A confiança na infraestrutura digital se aprofundou durante a pandemia, pois o governo usou os números de identificação para gerenciar a maior campanha de vacinação do mundo e fornecer ajuda financeira.

Como o sistema se incorporou à vida indiana, as preocupações com a privacidade dos dados não diminuíram totalmente, mesmo após as decisões da Suprema Corte que regem seu uso. Alguns temem que a forte erosão dos controles sobre o poder do governo sob o governo do homem forte de Modi possa abrir a porta para abusos do banco de dados central de identidades. Com a Índia levando seu modelo para o exterior, inclusive em países sem fortes salvaguardas legais, essas preocupações se seguirão.

Amitabh Kant, um dos principais coordenadores da Índia para os eventos do Grupo dos 20, disse que o governo alcançou o equilíbrio certo entre privacidade e inovação. “Dissemos que os dados pertencem ao indivíduo e que ele tem o direito de dar consentimento para cada transação que realizar”, afirmou.

Em duas dezenas de entrevistas em aldeias, pequenas vilas e cidades, surgiu uma imagem variada dos pagamentos digitais. Em um par de lojas de vilarejo no estado de Uttar Pradesh, no norte, elas representavam cerca de 10% das vendas diárias; nos mercados mais movimentados de Delhi, esse número pode ser um quarto ou meio.

Mesmo em setores que ainda não adotaram pagamentos digitais, como a indústria pesqueira no estado de Kerala, no sul, os pilares básicos da infraestrutura digital – número de identidade, contas bancárias e aplicativos de celular – facilitaram a prestação de serviços.

Nos mercados onde os pagamentos digitais se consolidaram, a empolgação dos recém-convertidos é palpável. As empresas de aplicativos estão trabalhando para garantir a facilidade de uso em um amplo espectro de alfabetização digital. Comerciantes na mesma calçada se ajudam. E porque estamos falando de tecnologia, as crianças vêm em auxílio dos pais.

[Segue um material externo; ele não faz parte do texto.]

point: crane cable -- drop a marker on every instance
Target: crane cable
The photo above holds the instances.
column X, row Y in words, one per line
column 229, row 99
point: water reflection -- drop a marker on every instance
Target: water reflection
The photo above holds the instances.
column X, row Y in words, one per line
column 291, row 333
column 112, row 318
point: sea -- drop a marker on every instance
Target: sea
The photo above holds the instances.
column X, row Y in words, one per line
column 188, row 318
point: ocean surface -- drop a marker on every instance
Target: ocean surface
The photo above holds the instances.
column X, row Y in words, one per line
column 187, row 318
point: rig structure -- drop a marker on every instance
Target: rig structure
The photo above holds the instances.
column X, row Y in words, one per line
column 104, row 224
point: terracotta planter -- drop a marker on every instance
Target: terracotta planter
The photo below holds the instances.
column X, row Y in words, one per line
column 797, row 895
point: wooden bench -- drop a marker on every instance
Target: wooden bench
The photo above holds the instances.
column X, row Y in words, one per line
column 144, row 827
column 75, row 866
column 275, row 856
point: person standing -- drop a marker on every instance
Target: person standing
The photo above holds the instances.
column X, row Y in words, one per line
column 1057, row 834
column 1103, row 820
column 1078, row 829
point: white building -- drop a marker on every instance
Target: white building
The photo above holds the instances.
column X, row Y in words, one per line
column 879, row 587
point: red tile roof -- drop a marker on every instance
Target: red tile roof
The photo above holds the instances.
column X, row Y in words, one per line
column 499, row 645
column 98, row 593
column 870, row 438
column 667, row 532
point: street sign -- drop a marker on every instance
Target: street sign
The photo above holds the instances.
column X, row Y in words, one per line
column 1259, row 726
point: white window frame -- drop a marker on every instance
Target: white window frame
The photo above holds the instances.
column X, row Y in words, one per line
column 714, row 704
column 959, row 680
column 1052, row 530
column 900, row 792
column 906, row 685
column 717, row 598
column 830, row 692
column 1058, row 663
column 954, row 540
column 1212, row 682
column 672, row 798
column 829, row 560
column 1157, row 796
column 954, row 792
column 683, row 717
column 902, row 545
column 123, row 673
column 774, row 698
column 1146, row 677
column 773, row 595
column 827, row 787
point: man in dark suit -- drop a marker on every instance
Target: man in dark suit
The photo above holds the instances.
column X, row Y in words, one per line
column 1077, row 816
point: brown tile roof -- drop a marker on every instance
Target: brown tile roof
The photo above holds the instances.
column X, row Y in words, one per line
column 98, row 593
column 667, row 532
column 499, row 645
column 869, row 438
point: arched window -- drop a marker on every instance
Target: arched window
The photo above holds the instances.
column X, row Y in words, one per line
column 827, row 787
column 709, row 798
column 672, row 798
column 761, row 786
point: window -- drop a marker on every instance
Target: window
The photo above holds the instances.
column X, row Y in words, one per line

Pequenas caixas de voz fornecidas por aplicativos de pagamento são comuns em carrinhos de lanches e barracas de chá, onde os vendedores estão ocupados demais para verificar as mensagens telefônicas após cada pequena transação. Uma voz parecida com a Siri declara quanto dinheiro foi recebido instantaneamente com cada pagamento por código QR. Isso ajudou a diminuir a desconfiança entre os comerciantes há muito acostumados com transações em dinheiro.

Comerciantes como o sapateiro e o vendedor de sorvete em um mercado central de Delhi, que não possuem seu próprio código QR, simplesmente pegam emprestado o de seus vizinhos. É a versão digital de: não tenho troco, mas vou fazer dar certo com a ajuda do meu vizinho.

“Eu costumava preferir dinheiro em espécie”, disse Rajesh Kumar Srivastva, um motorista de riquixá em Delhi. “Mas aprendi os benefícios disso durante o bloqueio.”

Antes da pandemia, Srivastva colava um código QR no interior de seu riquixá, mas como apenas um quarto de seus pagamentos eram digitais, eles permaneceram em segundo plano.

Pouco antes do bloqueio de 2020, Sr. Srivastva pagou uma pesada conta de luz e duas parcelas do empréstimo de seu veículo, esgotando o dinheiro em casa.

Seus ganhos em dinheiro geralmente não eram suficientes para justificar viagens para depósitos bancários. Mas sua esposa pediu que ele verificasse a conta vinculada aos pagamentos digitais. Sem conseguir calcular o saldo no caixa eletrônico, ele voltou com a filha, uma estudante de engenharia civil de 20 anos.

Primeiro, sua filha sacou 5.000 rúpias, cerca de US$ 60.

“Ela verificou novamente e disse: ‘Papai, restam mais 45.000’”, disse Srivastva, antes de abrir um grande sorriso. “Eu amei!”